Montag, 11 Uhr: Es ist soweit. Wir gehen alle hinüber zum Bahnhof, der Zug steht schon bereit. Und alle Passagiere wissen genau, welches Abteil in welchem Waggon ihr Zuhause auf Schienen sein wird – je nach Kategorie gibt es bis zu fünf pro vierachsigem Waggon. Vor jedem wartet bereits eine Schienen-Stewardess. Meine heißt Melanie, sie führt mich in mein Deluxe-Abteil. Von so einem können Passagiere üblicher Züge nur träumen. Im Kasten hängen bereits meine Sachen, und ich versinke erst einmal kurz im Ohrensessel neben dem Bett, um das alles auf mich wirken zu lassen.

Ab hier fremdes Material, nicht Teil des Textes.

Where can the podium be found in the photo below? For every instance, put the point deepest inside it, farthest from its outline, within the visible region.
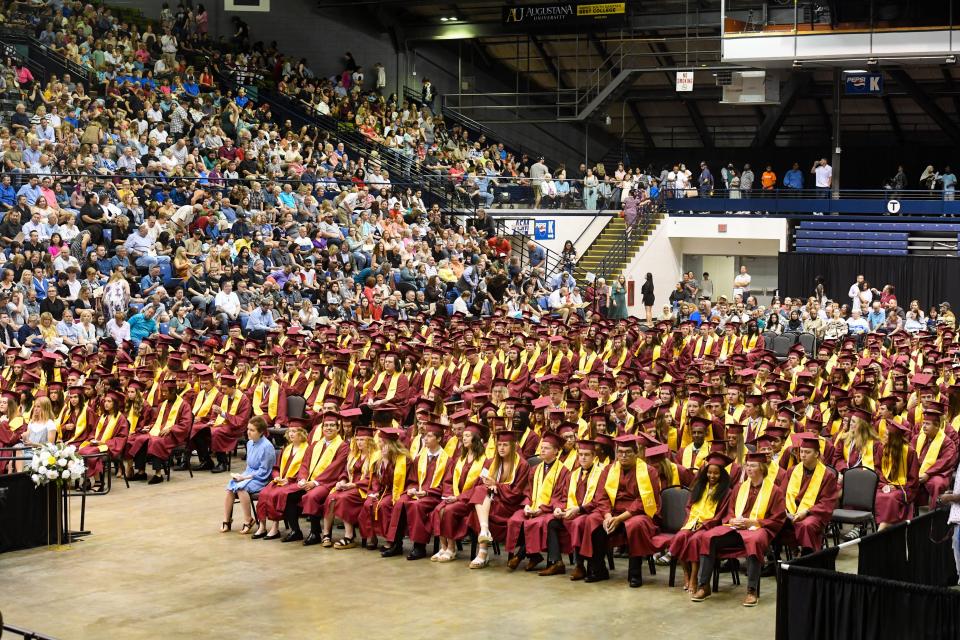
(28, 514)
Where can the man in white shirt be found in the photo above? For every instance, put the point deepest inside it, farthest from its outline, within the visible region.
(226, 306)
(741, 283)
(460, 304)
(824, 177)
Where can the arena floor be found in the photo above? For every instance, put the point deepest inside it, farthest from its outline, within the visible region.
(156, 566)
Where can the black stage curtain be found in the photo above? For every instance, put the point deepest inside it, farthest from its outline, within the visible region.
(919, 552)
(27, 513)
(927, 279)
(814, 602)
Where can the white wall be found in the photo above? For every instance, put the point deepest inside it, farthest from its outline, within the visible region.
(662, 254)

Montag, 11 Uhr 10: Ein Pfiff, und kurzes Ruckeln, und unser Zug setzt sich in Bewegung. Schön, dass ich nur vier Waggons durchqueren muss, um zum letzten zu kommen, dem Barwagen mit der Aussichtsplattform am Zugsende. Von hier aus erlebe ich, wie der Pride of Africa Kapstadt verlässt. Irgendwie merkwürdig, dass nicht mehr Menschen auf die Idee kommen, die vorbeiziehende Landschaft von hier aus zu verfolgen. Wir passieren moderne Wohnbauten und kurz danach die armseligen Blechhütten eines Townships – an den Kontrast zu dem temporärem Luxusleben im Zug muss ich mich erst gewöhnen. Aber bald durchqueren wir die üppig grüne Weinlandschaft von Paarl, riesige Hecken aus rot blühenden Rosen sorgen für Farbtupfer.
Montag, 13 Uhr: Ein diskreter Gong ertönt: Zeit zum Mittagessen, ab in den Speisewagen.
Montag, 14 Uhr 30: Es gab Boboti, eine Art faschierter Braten nach einem Rezept indonesischer Einwanderer: würzig und scharf. Danach ein Carpaccio vom Springbock – schmeckt leicht nach Reh – und schließlich Lamm. Dazu stets Wasser und den Wein der Region.
Montag, 15 Uhr: Ein kurzer Halt während des Desserts, aufgeregte Blicke nach rechts. Joe Mathala erscheint und deutet: Da stehen ein paar Giraffen um einen einsamen Baum. Wer ein gutes Tele mit hat, holt es heraus und freut sich über die formatfüllenden Savannenriesen. Ja, kontinuierlich ist die Gegend trockener geworden, wir nähern uns der kleinen Karoo-Ebene, einer Halbwüste.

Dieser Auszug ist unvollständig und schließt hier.